Sepanjang pemerintah Jokowi di periode kedua ini, serangkaian operasi senyap pembuatan kebijakan produk undang-undang banyak menuai kontroversi. Dimulai dari revisi UU KPK, UU Minerba, serta UU Cipta Kerja. Berbagai legislasi tersebut tentu akan menjadi tendensi yang buruk bagi upaya menciptakan negara demokrasi. Demokrasi betul-betul telah dipreteli dengan disahkannya beberapa produk hukum yang terkesan memaksa dan tanpa melibatkan setiap elemen. Berbagai permasalahan tersebut tak lain akibat dari sistem politik Indonesia yang lebih memihak kepentingan oligarki ketimbang rakyat Indonesia. 

Oligarki telah mampu menguasai segala elemen sendi kehidupan kita sebagai bangsa. Mereka bisa mengendalikan apa saja termasuk mengeksploitasi habis-habisan sumber daya alam negara ini. Freepot, Chevron dan perusahan lainnya yang mengeruk kekayaan negeri ini seperti tanah, air, tambang, hutan selama bertahun-tahun lamana. Sementara rakyat Indonesia hanya menjadi budak pekerja yang di peras tenaga dan di rampas kebebasannya.

Sebagaimana yang pernah dikatakan oleh bung karno, perjuanganku lebih mudah karena melawan penjajah, namun perjungan kalian akan lebih sulit karena melawan bangsa sendiri. Kalimat tersebut seakan-akan menjelaskan betapa beratnnya beban yang dipikul setiap warga negara untuk melawan para penjajah seperti oligarki dan pejabat korup yang berasal dari negeri sendiri maupun negeri asing yang telah menguasai negara ini. 

Sebagai bangsa dan negara kita memang telah lama merdeka, namun sebagai warga negara kemerdekaan tersebut hanyalah sebuah angan-angan belaka. Rakyat terus dikencingi dan diperas oleh penjajah bernama oligarki. Indonesia yang saat ini masih terjajah oleh oligarki yang telah menguasai segala aspek seperti politik bahkan hutang negara yang semakin menumpuk, kesejahteraan rakyat yang masih menjadi sebuah angan-angan, menandakan bahwa Indonesia saat ini masih belum merdeka secara seutuhnya.

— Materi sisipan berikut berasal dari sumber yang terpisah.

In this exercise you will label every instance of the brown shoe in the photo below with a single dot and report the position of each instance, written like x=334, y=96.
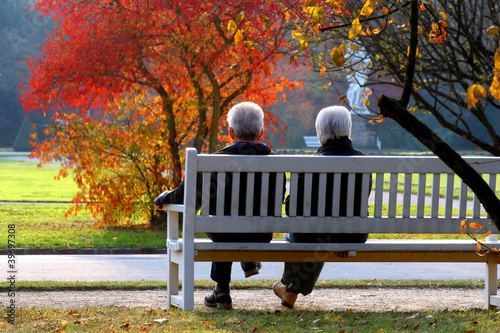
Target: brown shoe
x=287, y=299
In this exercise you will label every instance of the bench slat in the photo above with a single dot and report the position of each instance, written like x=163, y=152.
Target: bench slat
x=235, y=188
x=364, y=194
x=294, y=181
x=435, y=194
x=322, y=195
x=249, y=197
x=278, y=199
x=462, y=208
x=448, y=210
x=341, y=225
x=407, y=194
x=307, y=189
x=350, y=194
x=264, y=190
x=421, y=194
x=393, y=194
x=379, y=192
x=221, y=188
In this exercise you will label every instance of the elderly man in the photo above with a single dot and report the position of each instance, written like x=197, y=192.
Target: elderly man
x=333, y=129
x=246, y=123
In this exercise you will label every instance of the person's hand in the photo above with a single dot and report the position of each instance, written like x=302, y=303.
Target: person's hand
x=160, y=200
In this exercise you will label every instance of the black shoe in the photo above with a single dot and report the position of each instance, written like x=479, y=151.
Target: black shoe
x=251, y=268
x=220, y=301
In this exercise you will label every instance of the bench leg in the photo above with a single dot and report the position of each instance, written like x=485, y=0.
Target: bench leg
x=188, y=282
x=172, y=280
x=491, y=284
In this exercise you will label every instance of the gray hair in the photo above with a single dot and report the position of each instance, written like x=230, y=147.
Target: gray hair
x=333, y=122
x=247, y=120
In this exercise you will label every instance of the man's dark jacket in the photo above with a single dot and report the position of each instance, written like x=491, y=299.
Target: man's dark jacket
x=176, y=195
x=341, y=147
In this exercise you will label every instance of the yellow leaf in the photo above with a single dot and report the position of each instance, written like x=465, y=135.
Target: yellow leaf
x=356, y=28
x=493, y=30
x=232, y=27
x=497, y=60
x=337, y=56
x=300, y=37
x=408, y=52
x=240, y=17
x=495, y=87
x=368, y=8
x=474, y=93
x=316, y=13
x=238, y=36
x=475, y=225
x=250, y=45
x=462, y=227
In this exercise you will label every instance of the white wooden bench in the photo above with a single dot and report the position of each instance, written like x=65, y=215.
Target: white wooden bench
x=311, y=142
x=390, y=213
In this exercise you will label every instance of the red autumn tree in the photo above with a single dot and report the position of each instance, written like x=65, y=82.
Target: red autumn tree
x=129, y=84
x=422, y=23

Indonesia masih bisa diselamatkan, selama semangat keberanian dan idealisme setiap warga negara masih tertanam dalam diri. Keberanian dan idealisme ini yang akan melahirkan sebuah kemandirian atas ketergantungan bangsa asing atau penjajah bernama oligarki. 

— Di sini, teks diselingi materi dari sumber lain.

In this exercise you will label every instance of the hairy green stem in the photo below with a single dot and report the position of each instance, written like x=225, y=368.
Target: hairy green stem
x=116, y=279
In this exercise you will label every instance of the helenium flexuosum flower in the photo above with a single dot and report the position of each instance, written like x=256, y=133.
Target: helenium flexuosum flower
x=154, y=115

Seperti yang dikatakan Tan Malaka dalam karyanya yang berjudul “Merdeka 100% (1946)” Bangsa yang merdeka ialah bangsa yang sanggup mandiri secara mental, budaya, politik, pertahanan dan ekonomi serta tidak bergantung dan dikuasai oleh bangsa lain. 

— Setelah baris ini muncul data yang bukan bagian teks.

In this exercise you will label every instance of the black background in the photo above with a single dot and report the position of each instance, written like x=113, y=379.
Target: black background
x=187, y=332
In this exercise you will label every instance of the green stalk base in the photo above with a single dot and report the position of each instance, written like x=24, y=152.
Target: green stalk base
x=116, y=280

Dengan demikian, kemerdekaan Indonesia harus betul-betul dirasakan oleh setiap warga negara dimana kehidupannya sebagai warga negara juga telah merdeka. Kesejahteraan, jaminan kesehatan dan pendidikan, serta keadilan harus betul-betul diwujudkan oleh pemerintah untuk dirasakan secara nyata bagi setiap warga negara. Sehingga perubahan yang lebih baik pada bangsa ini akan nampak nyata dan hal tersebut merupakan bukti untuk memerdekakan negeri ini dengan seutuhnya. 

Dirgahayu Indonesiaku yang ke 78. Merdeka negerinya, merdeka rakyatnya....!!!